Another highlight of the show is Kate Stone’s Strange Loops (A Gathering Storm in Four Dimensions), a 4k stop-motion animation that combines a delicious ASMR with a creature-like way of giving life to an interior space. Do our surroundings influence us or do we become them? Louise Bourgeois, known for her dense psychoanalytic content, created the Femme Maison series in 1946-47—a series of paintings of nude female figures with heads and bodies replaced by architectural forms such as buildings and houses—in an attempt to investigate her feeling that she was becoming the domestic space she was confined by and question the role of women in this sphere. During these pandemic years, many parents (mothers especially) have struggled and are still struggling with the entrapments of domestic life while also trying to function in a capitalist society that requires them to do more, be more, make more.  I am glad to see artists like Kat Ryals and Kate Stone who are empathetic enough to bring attention to these issues into art spaces that are historically famous for ignoring them, most importantly when they are also using marginalized materials and techniques of craft to do so. Here’s to more extravagant rugs, and beads, and carpets, and all things yarn taking their place in the contemporary art world. 

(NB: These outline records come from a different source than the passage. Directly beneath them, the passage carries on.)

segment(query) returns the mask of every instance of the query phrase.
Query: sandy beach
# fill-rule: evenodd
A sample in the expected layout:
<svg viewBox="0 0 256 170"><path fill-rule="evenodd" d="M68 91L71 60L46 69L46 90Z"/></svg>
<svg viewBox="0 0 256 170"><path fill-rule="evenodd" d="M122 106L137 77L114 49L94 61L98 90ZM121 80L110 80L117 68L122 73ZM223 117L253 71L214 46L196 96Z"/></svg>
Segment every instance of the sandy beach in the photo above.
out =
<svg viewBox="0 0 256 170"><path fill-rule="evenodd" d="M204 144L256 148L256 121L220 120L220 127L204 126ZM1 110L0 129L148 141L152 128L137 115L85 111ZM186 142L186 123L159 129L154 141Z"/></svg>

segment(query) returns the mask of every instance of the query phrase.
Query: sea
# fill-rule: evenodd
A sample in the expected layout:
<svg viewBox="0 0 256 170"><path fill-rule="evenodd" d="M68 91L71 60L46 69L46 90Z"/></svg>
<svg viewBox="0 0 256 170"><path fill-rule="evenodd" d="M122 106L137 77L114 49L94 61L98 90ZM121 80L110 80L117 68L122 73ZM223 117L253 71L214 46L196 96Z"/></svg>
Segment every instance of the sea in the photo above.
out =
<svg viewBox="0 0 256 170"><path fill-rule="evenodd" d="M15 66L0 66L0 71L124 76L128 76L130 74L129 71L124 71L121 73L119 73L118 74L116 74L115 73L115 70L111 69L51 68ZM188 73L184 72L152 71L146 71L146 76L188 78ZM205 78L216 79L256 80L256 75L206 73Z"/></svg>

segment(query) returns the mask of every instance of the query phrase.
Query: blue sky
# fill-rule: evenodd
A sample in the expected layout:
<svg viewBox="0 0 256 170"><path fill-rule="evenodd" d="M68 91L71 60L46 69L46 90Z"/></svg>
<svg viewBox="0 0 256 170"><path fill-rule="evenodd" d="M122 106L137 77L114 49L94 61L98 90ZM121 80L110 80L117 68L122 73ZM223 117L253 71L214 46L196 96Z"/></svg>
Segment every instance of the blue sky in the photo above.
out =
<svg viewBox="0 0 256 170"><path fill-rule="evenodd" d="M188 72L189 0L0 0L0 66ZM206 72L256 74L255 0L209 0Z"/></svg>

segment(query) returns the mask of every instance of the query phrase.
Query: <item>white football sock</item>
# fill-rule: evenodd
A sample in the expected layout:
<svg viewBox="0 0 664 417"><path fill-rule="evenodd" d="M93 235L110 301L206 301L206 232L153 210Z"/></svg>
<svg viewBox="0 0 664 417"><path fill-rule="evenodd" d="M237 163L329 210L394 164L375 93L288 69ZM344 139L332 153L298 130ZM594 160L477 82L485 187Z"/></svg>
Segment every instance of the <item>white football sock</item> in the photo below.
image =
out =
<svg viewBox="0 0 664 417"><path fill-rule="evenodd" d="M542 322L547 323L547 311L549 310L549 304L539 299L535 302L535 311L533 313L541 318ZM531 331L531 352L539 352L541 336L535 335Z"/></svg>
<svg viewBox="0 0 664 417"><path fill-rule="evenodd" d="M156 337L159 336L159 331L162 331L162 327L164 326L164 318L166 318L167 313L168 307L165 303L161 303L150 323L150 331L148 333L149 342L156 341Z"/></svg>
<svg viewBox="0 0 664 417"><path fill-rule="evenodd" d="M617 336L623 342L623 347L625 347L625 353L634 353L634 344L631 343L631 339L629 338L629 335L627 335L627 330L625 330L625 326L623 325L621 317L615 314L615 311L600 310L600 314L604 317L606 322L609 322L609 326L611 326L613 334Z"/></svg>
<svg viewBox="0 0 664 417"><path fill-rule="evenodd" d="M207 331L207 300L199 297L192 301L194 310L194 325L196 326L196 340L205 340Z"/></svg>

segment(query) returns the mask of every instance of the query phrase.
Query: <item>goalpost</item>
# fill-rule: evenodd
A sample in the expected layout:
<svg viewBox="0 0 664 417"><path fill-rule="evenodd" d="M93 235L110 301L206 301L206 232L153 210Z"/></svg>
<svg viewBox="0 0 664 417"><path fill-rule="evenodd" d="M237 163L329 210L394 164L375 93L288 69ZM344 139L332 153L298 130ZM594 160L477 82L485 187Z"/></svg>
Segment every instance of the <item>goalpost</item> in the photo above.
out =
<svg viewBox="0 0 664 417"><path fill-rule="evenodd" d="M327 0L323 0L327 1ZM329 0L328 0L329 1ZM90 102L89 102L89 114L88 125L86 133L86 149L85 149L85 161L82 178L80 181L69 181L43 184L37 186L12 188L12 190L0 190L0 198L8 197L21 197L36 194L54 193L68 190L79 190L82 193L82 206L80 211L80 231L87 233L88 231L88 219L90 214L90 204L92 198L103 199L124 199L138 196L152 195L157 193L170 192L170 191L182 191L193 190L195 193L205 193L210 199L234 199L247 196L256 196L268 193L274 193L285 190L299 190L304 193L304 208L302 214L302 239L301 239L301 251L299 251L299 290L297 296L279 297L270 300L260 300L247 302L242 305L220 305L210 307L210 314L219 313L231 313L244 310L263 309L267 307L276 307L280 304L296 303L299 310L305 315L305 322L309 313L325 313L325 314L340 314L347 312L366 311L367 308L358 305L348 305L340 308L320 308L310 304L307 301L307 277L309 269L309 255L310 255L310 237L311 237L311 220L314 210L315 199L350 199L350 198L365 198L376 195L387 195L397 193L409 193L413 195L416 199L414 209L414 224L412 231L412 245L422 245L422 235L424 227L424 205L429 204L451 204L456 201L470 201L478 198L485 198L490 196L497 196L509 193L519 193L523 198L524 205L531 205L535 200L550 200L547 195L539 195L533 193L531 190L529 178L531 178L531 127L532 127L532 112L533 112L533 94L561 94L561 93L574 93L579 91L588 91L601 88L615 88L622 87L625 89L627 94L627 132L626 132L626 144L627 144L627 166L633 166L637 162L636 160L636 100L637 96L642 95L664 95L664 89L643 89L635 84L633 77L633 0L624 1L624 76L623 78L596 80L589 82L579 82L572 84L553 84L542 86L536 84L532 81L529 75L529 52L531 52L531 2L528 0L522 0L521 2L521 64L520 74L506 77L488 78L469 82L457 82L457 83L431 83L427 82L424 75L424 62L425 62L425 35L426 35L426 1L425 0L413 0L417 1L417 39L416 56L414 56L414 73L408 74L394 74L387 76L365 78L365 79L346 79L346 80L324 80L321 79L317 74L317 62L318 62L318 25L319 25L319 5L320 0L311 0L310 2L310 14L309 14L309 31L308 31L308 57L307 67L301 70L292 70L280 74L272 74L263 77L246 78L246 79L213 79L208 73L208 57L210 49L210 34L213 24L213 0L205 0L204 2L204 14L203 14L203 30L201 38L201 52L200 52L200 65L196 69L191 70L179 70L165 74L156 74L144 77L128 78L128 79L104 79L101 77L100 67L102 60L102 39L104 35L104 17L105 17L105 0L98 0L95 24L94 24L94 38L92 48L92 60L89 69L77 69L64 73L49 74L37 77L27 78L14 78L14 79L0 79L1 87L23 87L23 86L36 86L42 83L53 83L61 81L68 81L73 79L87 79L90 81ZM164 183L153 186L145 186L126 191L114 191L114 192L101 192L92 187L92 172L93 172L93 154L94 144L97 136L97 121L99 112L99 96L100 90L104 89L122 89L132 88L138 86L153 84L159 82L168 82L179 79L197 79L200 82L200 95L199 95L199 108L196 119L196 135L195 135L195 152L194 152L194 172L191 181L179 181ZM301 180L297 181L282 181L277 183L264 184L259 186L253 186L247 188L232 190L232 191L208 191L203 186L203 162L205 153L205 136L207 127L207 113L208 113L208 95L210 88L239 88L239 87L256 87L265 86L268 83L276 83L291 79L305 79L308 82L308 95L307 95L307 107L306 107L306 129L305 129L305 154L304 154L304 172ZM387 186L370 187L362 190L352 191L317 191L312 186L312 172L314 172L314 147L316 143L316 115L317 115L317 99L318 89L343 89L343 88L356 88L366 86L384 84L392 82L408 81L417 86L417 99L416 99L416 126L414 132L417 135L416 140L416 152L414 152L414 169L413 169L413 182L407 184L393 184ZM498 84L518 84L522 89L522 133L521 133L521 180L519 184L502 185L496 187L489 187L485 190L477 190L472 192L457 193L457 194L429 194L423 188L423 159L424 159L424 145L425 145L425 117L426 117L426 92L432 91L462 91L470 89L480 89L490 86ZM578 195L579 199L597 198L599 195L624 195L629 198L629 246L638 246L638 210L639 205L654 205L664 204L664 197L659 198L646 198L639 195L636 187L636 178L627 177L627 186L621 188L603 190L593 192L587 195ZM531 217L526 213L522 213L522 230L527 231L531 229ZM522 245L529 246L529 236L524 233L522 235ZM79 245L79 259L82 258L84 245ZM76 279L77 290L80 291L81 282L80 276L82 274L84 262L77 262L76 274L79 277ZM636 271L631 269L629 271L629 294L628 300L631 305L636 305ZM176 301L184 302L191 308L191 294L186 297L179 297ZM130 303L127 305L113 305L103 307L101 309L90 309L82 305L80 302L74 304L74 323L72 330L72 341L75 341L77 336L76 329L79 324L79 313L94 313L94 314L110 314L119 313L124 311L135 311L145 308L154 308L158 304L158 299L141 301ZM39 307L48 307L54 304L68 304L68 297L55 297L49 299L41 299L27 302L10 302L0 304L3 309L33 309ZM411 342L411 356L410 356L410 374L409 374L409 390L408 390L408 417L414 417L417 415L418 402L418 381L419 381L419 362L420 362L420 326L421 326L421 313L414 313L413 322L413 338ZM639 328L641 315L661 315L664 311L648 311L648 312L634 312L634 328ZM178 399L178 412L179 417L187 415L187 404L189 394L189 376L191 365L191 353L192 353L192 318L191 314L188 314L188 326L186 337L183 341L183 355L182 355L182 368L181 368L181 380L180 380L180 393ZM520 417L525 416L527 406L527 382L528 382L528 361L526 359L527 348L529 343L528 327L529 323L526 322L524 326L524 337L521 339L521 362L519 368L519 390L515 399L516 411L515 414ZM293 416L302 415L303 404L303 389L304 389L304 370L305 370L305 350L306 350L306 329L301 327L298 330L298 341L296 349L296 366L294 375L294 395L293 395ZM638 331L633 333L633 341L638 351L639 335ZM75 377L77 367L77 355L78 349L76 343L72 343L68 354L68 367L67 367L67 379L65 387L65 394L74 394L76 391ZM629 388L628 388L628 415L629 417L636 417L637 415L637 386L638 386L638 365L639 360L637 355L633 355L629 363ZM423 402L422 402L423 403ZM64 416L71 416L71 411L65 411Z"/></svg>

Swallowed Into the Soft Underbelly is up until May 1, 2022, at Ortega y Gasset Projects. WM

Ana Maria Farina

As both an artist and an educator, Ana is interested in experimentation, experiences of release and constraint, expansion and collapse. Her work investigates themes of hysteria and repression of the feminine, as well as the body and identity through the lens of feminist theory and psychoanalysis. Lately, Ana has been exploring the materiality of fibers and textiles, creating sculptural paintings that visually speak what Elaine Showalter called a “feminine protolanguage.”